Famine Looms in North Korea as Grain Prices Soar 250%

A growing number of critics say that skyrocketing grain prices in North Korean markets are a prelude to another potential mass starvation.

North Koreans heavily depend on grain consumption as a source of nutrition, a family of four needing at least 60 kilograms a month, or 720 kilograms a year. If the cost of fuel, side dishes, and other necessities are calculated, a family of four will need at least 400 to 500 dollars a year.

It is difficult to estimate North Korea’s national per capita income, but it is believed between 368 and 389 dollars for a family of four.

Other experts on North Korean affairs, such as Seo Jae-jin, a chief researcher at the state-run Korea Institute for National Unification, and Dong Yong-seung, head of the Economic Security Team at the Samsung Economic Research Institute, said that the possibility of mass starvation in the North is slim as the North now has markets, which are run under the principle of supply and demand.

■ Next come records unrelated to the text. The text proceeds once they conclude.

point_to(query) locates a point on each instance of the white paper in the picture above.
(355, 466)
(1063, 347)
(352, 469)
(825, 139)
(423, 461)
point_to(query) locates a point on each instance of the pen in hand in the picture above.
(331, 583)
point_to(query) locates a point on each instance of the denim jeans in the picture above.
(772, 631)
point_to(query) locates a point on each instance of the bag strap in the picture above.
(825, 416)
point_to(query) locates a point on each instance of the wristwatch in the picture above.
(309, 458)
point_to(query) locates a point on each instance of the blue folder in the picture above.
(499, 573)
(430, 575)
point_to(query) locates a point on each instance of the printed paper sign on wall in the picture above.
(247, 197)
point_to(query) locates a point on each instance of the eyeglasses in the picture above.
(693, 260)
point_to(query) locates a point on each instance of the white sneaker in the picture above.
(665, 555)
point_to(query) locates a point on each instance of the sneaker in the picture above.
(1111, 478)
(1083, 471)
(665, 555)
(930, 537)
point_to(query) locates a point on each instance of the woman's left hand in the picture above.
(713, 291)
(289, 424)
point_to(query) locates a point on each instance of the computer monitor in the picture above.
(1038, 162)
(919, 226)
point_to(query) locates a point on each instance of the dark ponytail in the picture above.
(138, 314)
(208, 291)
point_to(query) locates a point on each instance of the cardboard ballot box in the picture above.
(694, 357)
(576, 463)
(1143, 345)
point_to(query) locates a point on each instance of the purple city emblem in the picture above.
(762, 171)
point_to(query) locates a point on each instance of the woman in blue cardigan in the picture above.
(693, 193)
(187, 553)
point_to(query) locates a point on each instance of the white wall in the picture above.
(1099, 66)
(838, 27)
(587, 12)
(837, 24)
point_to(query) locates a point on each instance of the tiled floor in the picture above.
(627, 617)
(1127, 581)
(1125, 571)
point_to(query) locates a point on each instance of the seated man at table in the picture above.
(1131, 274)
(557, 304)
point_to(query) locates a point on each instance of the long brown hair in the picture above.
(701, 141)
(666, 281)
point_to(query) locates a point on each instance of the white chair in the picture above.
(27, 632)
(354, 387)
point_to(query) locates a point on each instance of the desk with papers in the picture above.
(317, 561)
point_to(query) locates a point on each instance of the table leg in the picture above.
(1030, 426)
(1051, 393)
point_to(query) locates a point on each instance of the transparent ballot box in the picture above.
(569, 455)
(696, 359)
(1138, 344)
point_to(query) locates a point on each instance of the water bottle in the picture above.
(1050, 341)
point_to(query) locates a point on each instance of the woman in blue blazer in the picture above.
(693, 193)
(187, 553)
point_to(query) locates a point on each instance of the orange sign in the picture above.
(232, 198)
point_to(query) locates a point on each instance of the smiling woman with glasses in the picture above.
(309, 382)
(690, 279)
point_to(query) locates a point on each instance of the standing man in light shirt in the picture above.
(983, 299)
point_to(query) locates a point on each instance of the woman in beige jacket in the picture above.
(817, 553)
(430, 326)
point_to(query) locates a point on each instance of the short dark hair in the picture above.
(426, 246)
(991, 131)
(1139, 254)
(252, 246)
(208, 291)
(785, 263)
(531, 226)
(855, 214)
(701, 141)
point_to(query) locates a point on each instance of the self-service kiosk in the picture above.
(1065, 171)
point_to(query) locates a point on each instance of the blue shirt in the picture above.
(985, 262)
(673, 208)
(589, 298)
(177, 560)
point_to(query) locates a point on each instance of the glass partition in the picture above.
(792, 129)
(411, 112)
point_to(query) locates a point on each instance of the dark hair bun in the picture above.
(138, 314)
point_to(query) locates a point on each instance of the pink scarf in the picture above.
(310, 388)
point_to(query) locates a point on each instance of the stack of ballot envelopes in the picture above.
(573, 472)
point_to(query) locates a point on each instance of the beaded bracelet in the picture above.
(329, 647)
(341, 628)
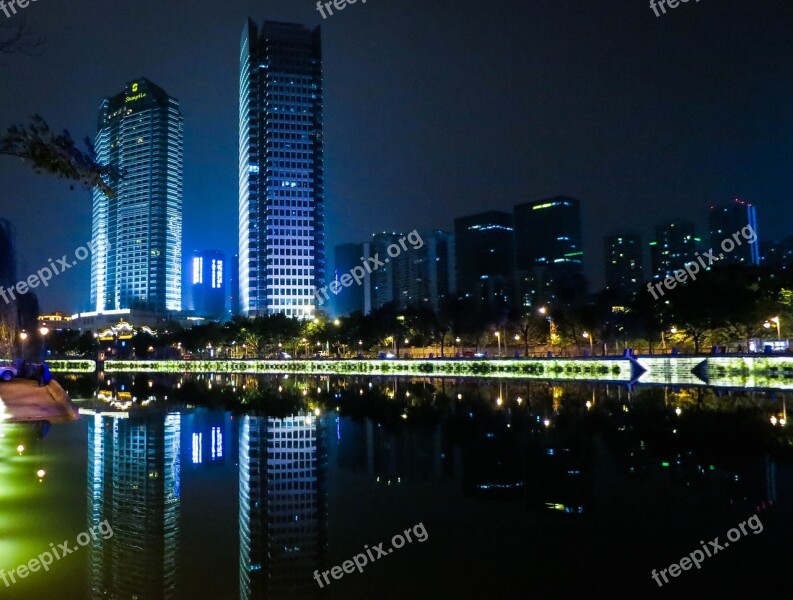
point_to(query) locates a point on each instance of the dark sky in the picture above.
(434, 109)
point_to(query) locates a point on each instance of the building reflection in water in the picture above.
(283, 505)
(134, 483)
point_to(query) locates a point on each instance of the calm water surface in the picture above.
(243, 487)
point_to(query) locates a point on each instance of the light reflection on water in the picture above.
(242, 487)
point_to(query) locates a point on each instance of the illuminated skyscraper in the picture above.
(283, 506)
(676, 243)
(206, 284)
(549, 256)
(281, 199)
(731, 218)
(483, 248)
(134, 480)
(624, 271)
(138, 234)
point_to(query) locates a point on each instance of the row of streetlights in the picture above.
(43, 331)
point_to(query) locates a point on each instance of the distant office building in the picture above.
(483, 257)
(207, 283)
(137, 262)
(385, 277)
(777, 255)
(426, 275)
(730, 218)
(676, 244)
(207, 438)
(134, 483)
(234, 286)
(281, 197)
(624, 270)
(356, 297)
(549, 256)
(283, 506)
(8, 259)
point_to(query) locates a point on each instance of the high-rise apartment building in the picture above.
(549, 256)
(483, 256)
(283, 505)
(624, 264)
(206, 285)
(134, 483)
(281, 195)
(676, 244)
(426, 275)
(137, 261)
(724, 220)
(356, 298)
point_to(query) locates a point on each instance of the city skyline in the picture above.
(661, 170)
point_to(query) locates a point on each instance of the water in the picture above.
(244, 487)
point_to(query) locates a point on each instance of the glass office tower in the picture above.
(134, 483)
(281, 220)
(137, 262)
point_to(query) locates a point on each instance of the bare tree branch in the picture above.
(58, 155)
(18, 37)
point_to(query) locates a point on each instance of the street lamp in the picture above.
(591, 347)
(544, 311)
(23, 336)
(44, 330)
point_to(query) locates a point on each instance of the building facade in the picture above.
(676, 243)
(624, 264)
(425, 276)
(483, 256)
(134, 483)
(207, 273)
(549, 256)
(283, 505)
(724, 220)
(137, 235)
(356, 298)
(281, 195)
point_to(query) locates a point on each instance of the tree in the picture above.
(18, 38)
(57, 154)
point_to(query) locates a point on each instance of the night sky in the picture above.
(433, 109)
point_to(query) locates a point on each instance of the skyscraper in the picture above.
(549, 256)
(138, 234)
(427, 273)
(234, 286)
(134, 483)
(356, 297)
(624, 264)
(729, 218)
(483, 247)
(283, 505)
(384, 279)
(281, 198)
(207, 283)
(675, 245)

“Mass starvation occurred in mid-1990s because the markets did not have the strength to stand on their own because the government’s ability to meet the demand was paralyzed. However, the situation is different now,” said Dong.

In a press conference held in Washington, Ven. Beopryun, head of Good Friends, an aid organization for North Korean refugees, argued that the international community should immediately send food aid to the Stalinist regime as some 200,000 to 300,000 North Koreans might die of starvation in May and June.